But before those promised lands we must face the festive season. “Gin and bare it” (sic) as the wise accountant once said.

But is there much of the non-alcoholic Christmas spirit around this year? After some intensive digging, all in the name of excellent journalism, I have decided that... well it depends.

Away from the manger?

Whether accountants serve Christmas well is perhaps the best place to start. 

The inhabitants of Stocking Pelham in Hertfordshire, won’t find one on their doorstep. Nor those of Carrot (Angus), Wiseman’s Bridge (Pembrokeshire) or indeed Turkey Island, Shedfield, (Hants). 

Sproutes (West Sussex) is chronically underserved, although perhaps it’s just not to everyone’s taste, and to be fair there seems very little to climb into at Chimney (Oxon). 

However, it may not be such a long journey by donkey or otherwise for those businesses and good tax-paying residents of Star (Somerset) and they may rely on Brooking RuseCranberry (Staffordshire) who can also enjoy the festive scent of Burnt Orange Accounting, and O’little town favourites LM Griffiths who, although are based in Haverfordwest, are trusted to watch the flocks of those in need of a warm payroll in Bethlehem.

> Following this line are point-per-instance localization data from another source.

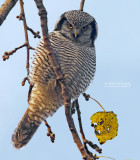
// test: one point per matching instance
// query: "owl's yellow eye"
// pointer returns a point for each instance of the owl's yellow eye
(70, 26)
(84, 28)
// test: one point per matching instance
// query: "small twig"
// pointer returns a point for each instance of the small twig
(82, 5)
(24, 80)
(7, 54)
(50, 133)
(26, 34)
(5, 9)
(73, 108)
(85, 141)
(87, 96)
(36, 34)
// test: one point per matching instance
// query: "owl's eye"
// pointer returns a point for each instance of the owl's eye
(70, 26)
(84, 28)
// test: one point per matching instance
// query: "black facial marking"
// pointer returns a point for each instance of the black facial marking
(94, 31)
(59, 25)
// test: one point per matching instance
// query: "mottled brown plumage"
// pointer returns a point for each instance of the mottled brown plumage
(73, 44)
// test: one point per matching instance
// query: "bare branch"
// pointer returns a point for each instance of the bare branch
(7, 54)
(36, 34)
(22, 14)
(82, 5)
(5, 9)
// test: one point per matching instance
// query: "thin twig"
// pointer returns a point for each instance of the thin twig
(67, 100)
(26, 34)
(50, 133)
(36, 34)
(85, 141)
(82, 5)
(5, 9)
(7, 54)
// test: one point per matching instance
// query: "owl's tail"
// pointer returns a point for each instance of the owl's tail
(24, 131)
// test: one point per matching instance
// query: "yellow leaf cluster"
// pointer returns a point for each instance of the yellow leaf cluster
(105, 125)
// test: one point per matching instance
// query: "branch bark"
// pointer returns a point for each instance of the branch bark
(82, 5)
(59, 75)
(5, 9)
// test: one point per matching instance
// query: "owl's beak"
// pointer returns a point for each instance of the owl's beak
(75, 34)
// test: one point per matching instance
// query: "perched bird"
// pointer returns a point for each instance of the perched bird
(73, 44)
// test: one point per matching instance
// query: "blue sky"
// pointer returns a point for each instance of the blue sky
(116, 84)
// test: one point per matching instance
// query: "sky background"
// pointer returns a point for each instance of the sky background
(116, 84)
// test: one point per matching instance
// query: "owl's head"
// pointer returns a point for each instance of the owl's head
(77, 26)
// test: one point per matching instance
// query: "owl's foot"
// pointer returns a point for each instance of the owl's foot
(50, 133)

The gifts that keep giving

As ever, some firms provide a candlelight glow of festive times all the year through. The gifts that just keep giving, so to speak. You would think that Stanley Yule of Birmingham (unfortunately not from Snow Hill) would bring enough good tidings for all, but there are more.

Follow Star Accountancy all the way to north London, or perhaps deck the halls with the greenery of Page Ivy. And you may be providing an expert service but many have taken the long journey to enjoy this south coast Craker.

Even they may not compete with the Christmas and Boxing Day doubleheader, courtesy of Sleigh and Story of Brighouse.

Fripperies to one side, food and drink are dear to us all and to accountants, it would seem, in particular. Magee Gammon with all the trimmings? Or perhaps we should just stick to the tipples of English wine, Irish sherry, and Australian brandi. Lovely.

Virtually Christmas

It would not be Christmas, of course, without the firm’s annual office party. But sadly virtual parties are not for everyone. Sitting at one’s home office desk trying to build up the dutch courage to participate in full throttle karaoke doesn’t bear thinking about. 

And, although I admire the spirit of willing to try the various online Escape Rooms on offer, to me it just feels a little off. Like a lonesome snowflake, or a stray receipt with no record of what it was for.

But perhaps we should worry less about Tiny Tim and more the bah humbug of the real life Elf-on-the-bleedin’-shelf that are insurance companies. Or how the grey santa suits at ARAG insurance decided to remind us all to hilariously ‘invite ABBA’ to your event:

A: Advise that normal workplace rules of conduct and behaviour still apply, and will be enforced.

B: Brief managers and supervisors to set a good example and give them the tools to head off problematic situations before they get out of hand.

B: Block anyone who may be behaving inappropriately.

A: Address any incidents or allegations as soon after the event as possible, and fairly according to normal procedures and policies.

Ho ho ho, indeed. At least it sounds like they’re expecting my kind of firm party.

Cheers!

So while we may be facing the metaphorical equivalent of this £112 Christmas tree beauty, we should perhaps embrace the whole of the office in a socially distant way, and remember to spread some of the love cheer in whatever way we can.

And now, to Christmas Steps, Bristol - near to the home of the book of carols that is AccountingWEB. Currently more tier 3 than three wise men, but wishing you all a very merry Christmas and a prosperous new year.